Toward the second half of the meeting, the tone shifted slightly, and some started voicing concern over the strong call for the no-build option, given safety concerns.
“For the people advocating for a no-build option, my question to you is, in the event of an earthquake, whenever it happens…,” began Cathleen Dorinson, who represented the Mainstreet Moms in a stakeholder working group Caltrans convened last year.
“If!” someone from the audience shouted, interrupting her.
“Not “if,’” she replied. “It’s going to happen. It could be 300 years, but we live in an earthquake zone, so not ‘if.’ When the earthquake happens, then what? The bridge is not drivable upon, it’s either fallen down or obviously unsafe. What is the process that this community has to go through for us to have a replacement bridge built? Because it’s not going to have to be retrofitted at that point; it will have to be replaced. Do we start this whole five-year process over again?”
A few others spoke of the reality of earthquakes in California, about access to emergency resources in Point Reyes Station for people on the other side of the bridge and about making the right decision for the next generation.
The safety benefits of a replacement, including the larger sidewalk and shoulders, and improved sightline for turning at Sir Francis Drake, held less weight with the audience, however.
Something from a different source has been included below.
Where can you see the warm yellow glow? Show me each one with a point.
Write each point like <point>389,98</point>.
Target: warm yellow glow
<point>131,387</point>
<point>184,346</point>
“I walk on the bridge and I ride my bike probably more than most people, and I’ve never had any trouble crossing that bridge, crossing that street, and I don’t think there is much concern for bicyclists or pedestrians in this area,” said Point Reyes Station business owner Susan Hayes, whose home is within 1,000 feet of the construction zone. “And, it’s a proven fact that the wider the road, the faster the cars go. The largest problem at that intersection is speed.”
Ms. Hayes also implored why there wasn’t a weight limit sign posted at the bridge, if that was truly a danger today.